Since a bloody army siege of Islamabad's radical Red Mosque earlier this month, Pakistan has sent thousands of troops to the restive northwest, triggering a fierce militant response. More than 300 people who have died in violence across the country this month.

Militants have killed dozens of soldiers with suicide attacks in North Waziristan, the tribal region closest to Bannu.

Overnight, militants fired a rocket at a fort manned by paramilitary troops and blew up a government utility office in Miran Shan, the region's main town, forcing authorities to shutter all government offices and banks for fear of casualties, local security officials said.

Residents say almost half of the shops in Miran Shah have closed, and about 500 families have fled. In a sign of declining law and order, five masked men stole a pickup truck from a government office during daylight hours Wednesday.

"Nobody could say anything to them," said grocery store owner Mohammed Salim. "We closed our shops out of fear ... There is absolutely no security in the bazaar."

In the nearby town of Mir Ali, a bomb early Wednesday damaged a government-run school, local security officials said. No one was inside at the time.
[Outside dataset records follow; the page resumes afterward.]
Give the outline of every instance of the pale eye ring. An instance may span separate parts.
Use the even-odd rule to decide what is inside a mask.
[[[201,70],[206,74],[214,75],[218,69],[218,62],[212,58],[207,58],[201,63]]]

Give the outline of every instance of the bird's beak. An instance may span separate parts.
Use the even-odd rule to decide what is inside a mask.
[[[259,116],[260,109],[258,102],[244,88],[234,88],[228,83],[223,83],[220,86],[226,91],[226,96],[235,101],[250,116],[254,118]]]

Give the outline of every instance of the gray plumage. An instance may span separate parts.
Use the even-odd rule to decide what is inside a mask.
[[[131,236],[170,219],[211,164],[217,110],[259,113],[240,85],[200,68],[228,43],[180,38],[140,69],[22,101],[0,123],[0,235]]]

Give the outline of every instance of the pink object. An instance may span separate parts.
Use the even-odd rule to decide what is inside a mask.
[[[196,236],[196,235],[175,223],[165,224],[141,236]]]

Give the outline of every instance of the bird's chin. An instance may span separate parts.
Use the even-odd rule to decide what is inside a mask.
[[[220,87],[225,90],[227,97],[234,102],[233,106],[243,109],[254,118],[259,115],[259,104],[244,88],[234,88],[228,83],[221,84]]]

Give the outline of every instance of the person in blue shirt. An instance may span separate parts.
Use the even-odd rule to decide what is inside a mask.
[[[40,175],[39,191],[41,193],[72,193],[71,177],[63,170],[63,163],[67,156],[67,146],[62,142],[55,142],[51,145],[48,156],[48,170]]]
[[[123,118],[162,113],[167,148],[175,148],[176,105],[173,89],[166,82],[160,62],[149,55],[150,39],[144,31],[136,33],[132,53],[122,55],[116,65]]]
After militants pulled out of a controversial peace deal with the government on July 15, a local tribal police force, intimidated by Taliban threats, abandoned its post, contributing to the lack of security. The regular army's presence is confined to checkpoints on roads between Miran Shah and other towns.

Despite U.S. criticism that the peace deal has allowed al Qaeda to regroup, Pakistan has been trying to resurrect the accord in recent days.

On Tuesday, tribal elders hoping to mediate said that neither side was willing to compromise. Militants have demanded the security forces withdraw from checkpoints. The governments first wants militants to promise to end suicide bombings and other attacks on troops and cross-border movement into Afghanistan.

Over the weekend, U.S. officials said Washington might consider military intervention to stem al Qaeda's growing ability to use its hide-out in Pakistan to launch terrorist attacks.

Pakistan scored a victory Tuesday, when Abdullah Mehsud, a Taliban veteran of Guantanamo Bay who was one of Pakistan's most-wanted rebel leaders, killed himself with a hand grenade when cornered by security forces in Zhob, south of his home in South Waziristan.

On Wednesday, unidentified gunmen shot to death another former Taliban commander, Hafiz Naimatullah Noorzai, near the border town of Chaman, police said.

It was unclear whether Noorzai had been an active member of the Taliban after the militia was ousted from power in Afghanistan in late 2001.